I seem flippant about this, don't I? The loss of food, turning to cannibalism to avoid starvation, everything. Well, I am. What else is there to be? Super serious? That won't change anything. That won't bring Agnes back. The problems of us little people don't amount to a hill of beans in this crazy world.

Speaking of beans, I tried to convince the Grow Committee to let us grow some coffee beans, but they said that wasn't a priority. Priority, my ass. I miss coffee. I think that's why they called this place "lamentation" - because I am seriously lamenting not having coffee right now.

The World in Winter

I remember. I remember writing and running. I remember being young and hopeful and running towards the future.

I am an old man now.

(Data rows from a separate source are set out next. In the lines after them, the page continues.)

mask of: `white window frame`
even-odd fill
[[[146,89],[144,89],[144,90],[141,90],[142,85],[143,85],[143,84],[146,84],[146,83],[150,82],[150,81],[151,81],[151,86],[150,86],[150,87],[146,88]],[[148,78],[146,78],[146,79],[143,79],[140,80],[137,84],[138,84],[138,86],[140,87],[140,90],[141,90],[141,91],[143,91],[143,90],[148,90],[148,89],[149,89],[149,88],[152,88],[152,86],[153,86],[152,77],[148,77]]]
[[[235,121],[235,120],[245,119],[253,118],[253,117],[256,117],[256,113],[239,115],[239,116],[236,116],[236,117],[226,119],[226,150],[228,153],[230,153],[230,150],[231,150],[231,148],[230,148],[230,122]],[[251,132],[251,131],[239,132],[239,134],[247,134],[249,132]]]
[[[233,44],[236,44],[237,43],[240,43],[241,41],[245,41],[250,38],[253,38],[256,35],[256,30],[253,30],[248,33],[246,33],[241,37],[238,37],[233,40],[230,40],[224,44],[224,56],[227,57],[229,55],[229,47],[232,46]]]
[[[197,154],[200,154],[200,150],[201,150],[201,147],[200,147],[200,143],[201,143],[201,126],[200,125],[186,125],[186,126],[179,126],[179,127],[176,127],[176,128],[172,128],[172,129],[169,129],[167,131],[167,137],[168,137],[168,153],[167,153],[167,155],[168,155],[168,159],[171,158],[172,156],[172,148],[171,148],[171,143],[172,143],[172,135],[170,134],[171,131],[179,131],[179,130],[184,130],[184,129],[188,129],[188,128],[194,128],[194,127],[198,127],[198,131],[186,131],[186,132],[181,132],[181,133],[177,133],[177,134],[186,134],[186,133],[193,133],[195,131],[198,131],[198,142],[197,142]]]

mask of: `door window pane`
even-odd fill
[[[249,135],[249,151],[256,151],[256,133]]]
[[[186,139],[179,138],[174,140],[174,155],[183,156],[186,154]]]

The world has changed on me. It has changed on all of us.

Winter has come. The last winter, I suppose, though I use "last" to refer to the last humans will experience - there will probably be many more winters for the cockroaches and the mountains and the planet Earth. But not for humans.

Because this winter is different. It's an old winter - it's a winter caused by Him. The Boy. (Is it silly that I still call him a boy, even though I know he absolutely isn't one? That's what she called him and I suppose I still call him that out of respect to her.) It spread across the world and covered everything in a layer of ice.

I don't know why He has done this. Perhaps He became bored with same old, same old (and, in that respect, we are alike). Ours is not to reason why, I guess. Ours is simply to last as long as we can before the cold takes us. I suppose this record is my last will and testament, although the only thing I will be leaving behind is...well, this journal.

I suppose it's time I introduced myself, then.

Hello, my name is Tav Lowe. Welcome to the end of the world.